The Ninety-Eight appears to have been exempt from the GM corporate engine fiasco of 1977, the first model year for the downsized GM biggies, where unbeknownst to some tens-of-thousands of buyers of other Oldsmobile products, their cars were fitted with Chevy engines instead of with genuine Olds “Rocket” V8’s. According to my research, all 1977 – ’79 Ninety-Eights appear to have had genuine Olds V8 power – it was the Delta 88s, Custom Cruisers, and Omegas that might have been unwitting “Chevmobiles”. For 1977 and ’78, Ninety-Eights were built both at Linden Assembly in New Jersey as well as in Lansing, Michigan, with ’79 production limited exclusively to Lansing.
I’m ashamed to admit that GM’s Sloanian brand hierarchy had me all confused until my late-teens, made more embarrassing as I hail from the city which headquartered Buick for decades. Before you call for the revocation of my CC Card, look at this Ninety-Eight as supporting documentation for my misunderstanding that Olds sat above, and not below, Buick. The rusty bumper notwithstanding, isn’t this a classy-looking machine, especially in black? Those Cadillac-lite, vertical taillamps must certainly have said “money” to much of middle America.
Let’s take the Pepsi Challenge on this one.

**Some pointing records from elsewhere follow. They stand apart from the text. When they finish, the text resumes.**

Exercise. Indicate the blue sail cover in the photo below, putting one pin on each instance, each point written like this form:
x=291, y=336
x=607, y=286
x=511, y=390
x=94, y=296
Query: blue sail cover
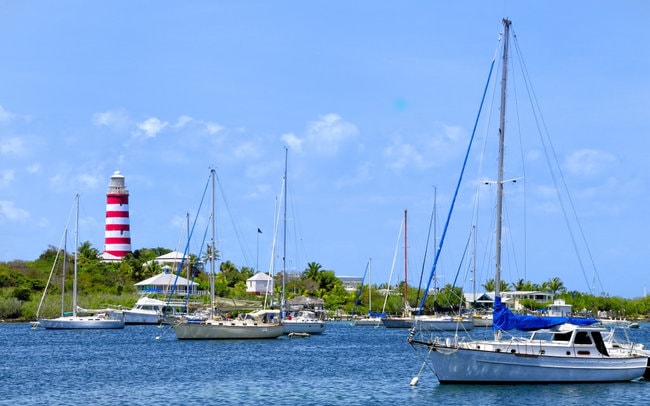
x=504, y=319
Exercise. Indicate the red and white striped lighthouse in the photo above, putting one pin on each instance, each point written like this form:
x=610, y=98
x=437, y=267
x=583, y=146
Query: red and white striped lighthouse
x=117, y=241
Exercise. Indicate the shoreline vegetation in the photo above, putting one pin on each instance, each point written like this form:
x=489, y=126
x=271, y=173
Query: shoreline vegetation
x=111, y=284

Show a kid who doesn’t seem to care about cars pictures of decent examples of coupe versions of Olds’ Ninety-Eight and Buick’s Electra 225, and ask them which car looks more expensive. (Don’t forget to show the taillights.) Without being explicitly told the Buick sat upmarket from the related Olds, I’d be willing to bet most kids would say the Olds looks more posh.

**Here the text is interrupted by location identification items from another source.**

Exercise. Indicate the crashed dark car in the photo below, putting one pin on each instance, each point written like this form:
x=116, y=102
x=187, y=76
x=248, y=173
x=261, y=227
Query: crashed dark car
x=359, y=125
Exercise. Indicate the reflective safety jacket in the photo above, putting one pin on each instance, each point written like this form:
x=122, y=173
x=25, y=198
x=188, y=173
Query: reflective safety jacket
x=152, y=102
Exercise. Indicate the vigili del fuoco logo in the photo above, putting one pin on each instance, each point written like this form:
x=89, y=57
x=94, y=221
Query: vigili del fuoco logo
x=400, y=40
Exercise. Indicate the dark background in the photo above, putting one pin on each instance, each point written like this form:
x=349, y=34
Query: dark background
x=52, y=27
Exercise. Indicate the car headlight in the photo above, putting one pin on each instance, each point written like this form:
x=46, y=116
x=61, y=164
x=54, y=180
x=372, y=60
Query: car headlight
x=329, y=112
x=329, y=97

In the case of this particular car (which is sitting on those nice American Racing rims, and with aftermarket bumper guards up front the size of Kansas), I had a chance to speak with the owner’s daughter. I was exiting the local, neighborhood grocery store after work when I spotted this car in the parking lot and immediately started taking some photos. I was startled (and busted) mid-click when this nicely dressed lady carrying a couple of grocery bags said, “Hi, there!”
She was actually friendly to the stranger she had discovered photographing her ride. She told me the car was for sale, and that it was her mother’s, who didn’t need it anymore. I remembered when my own father had surrendered his driver’s license in the early 1990’s for his deteriorating eyesight, and I was able to read between the lines that selling this car was probably something of a bittersweet undertaking. She also asked me if I was interested in purchasing it. I might have asked her the price just out of curiosity, but I didn’t want to lead her on to think she might make a sale.

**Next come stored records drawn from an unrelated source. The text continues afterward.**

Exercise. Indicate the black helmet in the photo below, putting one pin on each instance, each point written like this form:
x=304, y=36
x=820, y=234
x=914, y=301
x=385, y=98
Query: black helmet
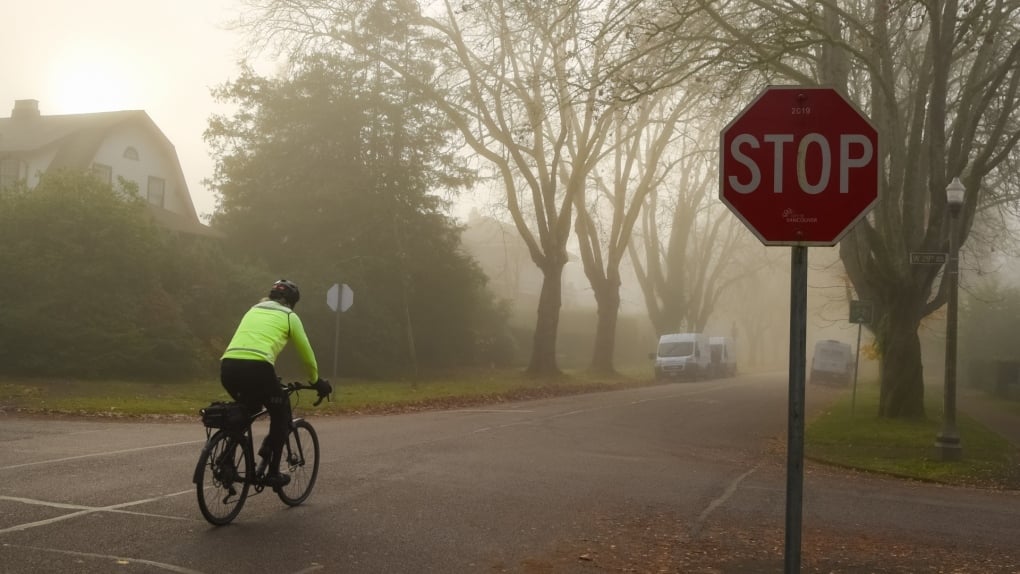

This particular car, as accessorized, struck me as something of a time capsule from, say, 1983, especially with that tinted bug deflector up front. The color, the rims, the bumper guards – this car was a great combination of class and badass, like a UAW retiree rocking a leather jacket, St. Christopher medal, and tinted aviators.
I haven’t seen this car again. I hope this family got a fair price for this car, and that mother and daughter are still in good health. My hope is that whoever bought it recognized they purchased something special that you can’t buy new anymore – a luxurious, 2-door, RWD, V8-powered Oldsmobile with style from here to Lansing.
All photos as taken by the author in Edgewater, Chicago, Illinois.
Daytime shots are from Friday, June 16, 2012, with nighttime shots from Sunday, August 12, 2012.